Cerebral venous infarct is an uncommon cause of all strokes (0.5–2%) that disproportionately affects young adults, most commonly caused by cerebral venous thrombosis. Approximately 50% of cerebral venous occlusions progress to CVI, which constitute rare, non-arterial distribution infarcts secondary to increases in venous pressure resulting in ischemia. If the rise in venous pressure is rapid and in the absence of adequate venous collateral recruitment, the valveless and friable cerebral veins may be unable to withstand the pressure gradient, leading to rupture of the cerebral veins and parenchymal hemorrhage. Unenhanced MR is more sensitive for the demonstration of the venous thrombus and the occluded dural sinus or vein when compared to unenhanced CT. It offers detailed cerebral vein visualization, ruling out alternate causes like bleeding or tumors.

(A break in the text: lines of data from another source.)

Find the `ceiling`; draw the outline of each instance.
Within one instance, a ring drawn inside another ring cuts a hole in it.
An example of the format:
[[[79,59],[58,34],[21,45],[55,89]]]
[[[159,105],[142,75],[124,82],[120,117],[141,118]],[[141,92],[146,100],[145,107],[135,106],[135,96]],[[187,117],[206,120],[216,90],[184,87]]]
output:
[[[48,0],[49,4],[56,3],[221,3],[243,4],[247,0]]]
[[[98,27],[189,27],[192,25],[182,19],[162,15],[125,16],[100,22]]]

Metastases that are characterized by hemorrhage as (one) classic clinical sign include malignancies such as melanoma, choriocarcinoma, renal cell carcinoma, thyroid, lung, and breast cancer. Of all hemorrhagic metastases, however, lung and breast cancers are the most common etiologies due to their higher overall prevalence. MRI is a sensitive screening test for brain metastasis. Contrast-enhanced T1-weighted imaging is now considered to be the gold standard assessment method of brain metastases. As T2*- weighted imaging and CE-T1WI are the most commonly used MRI techniques, it is likely that only lesions with obvious haemorrhage will be identified. This can result in a relatively low detection rate for brain metastases. Susceptibility-weighted imaging is a relatively new MRI technique that allows enhancement of local contrasts, exploiting the magnetic properties of tissues that affect magnetic field inhomogeneity. The SWI technique is exquisitely sensitive to most blood products, and can detect partially deoxygenated venous blood and different blood products in haemorrhages, even in micro-haemorrhages.

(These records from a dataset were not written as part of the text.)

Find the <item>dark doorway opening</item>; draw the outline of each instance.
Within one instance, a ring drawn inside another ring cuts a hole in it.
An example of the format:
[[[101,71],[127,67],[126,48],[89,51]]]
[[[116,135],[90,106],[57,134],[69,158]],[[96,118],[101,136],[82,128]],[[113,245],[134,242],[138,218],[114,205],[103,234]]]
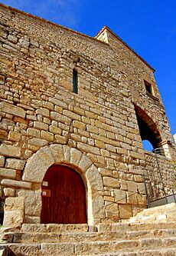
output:
[[[41,223],[86,223],[86,190],[80,175],[64,165],[53,165],[42,183]]]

The multiple hemorrhagic metastases, cavernomas, amyloid angiopathy, cerebral vasculitis, diffuse axonal injuries, and calcified neurocysticercosis all show similar SWI pictures. It is usually difficult to differentiate between these lesions based only on neuroimaging, so a tissue diagnosis is frequently needed. It is rare that hemorrhage occurs in a solitary brain metastasis. Consider hemorrhagic metastasis as a differential diagnosis in patients presenting with solitary intracerebral hemorrhage whose location is uncommon, especially when the poor general state of the patient cannot be explained by hypertensive intracerebral hemorrhage.